Gwyn Embarassed in RL Office - Original Photo by

Henrik Bennetsen, in his old masterpiece article Augmentation vs. Immersion, launched one of the biggest debates in the history of Second Life®’s psychology. The clarity of his ideas finally defined the two possible relationships a resident of Second Life might have towards the virtual world: either as a different space or as an extension of the real space.

Bennetsen cleverly explains that both visions are imaginary ideals on the opposite sides of the scale, and that, in reality, there aren’t any “pure augmentists” or “pure immersionists” in SL, but always a mix of both. As time goes by, immersionists will slowly give way to augmentationists, but they will never disappear completely. In my article here I claim that one reason for that is because some immersionists will become post-immersionists instead.

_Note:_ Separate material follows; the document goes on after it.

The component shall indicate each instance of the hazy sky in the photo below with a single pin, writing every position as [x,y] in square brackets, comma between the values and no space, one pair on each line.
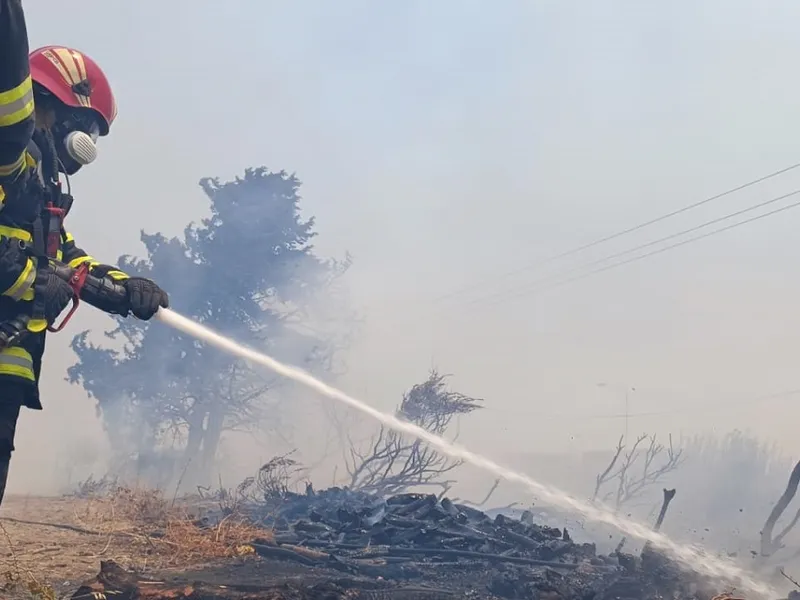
[446,143]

Escapism and the Magic Circle

Current-generation SL residents generally scorn self-proclaimed immersionists by considering them merely escapists, a term that actually fits well to many (most?) MMORPG players. In MMORPGs like World of Warcraft, for instance, few players are anything but role-playing a game for fun (granted, there might be exceptions, since even WoW has a huge social component that is alluring for many; just because you look like an Orc that doesn’t mean you can’t use WoW as a dating service!). A game is just a game with rules, and you act according to those rules. What happens “outside the game” has little relevance — after all, few games give you extra levels for establishing RL business or marrying your partner in RL (I might even be persuaded to say that no game does that!), but only by completing tasks or quests or whatever they might be called inside the game’s rules and environment.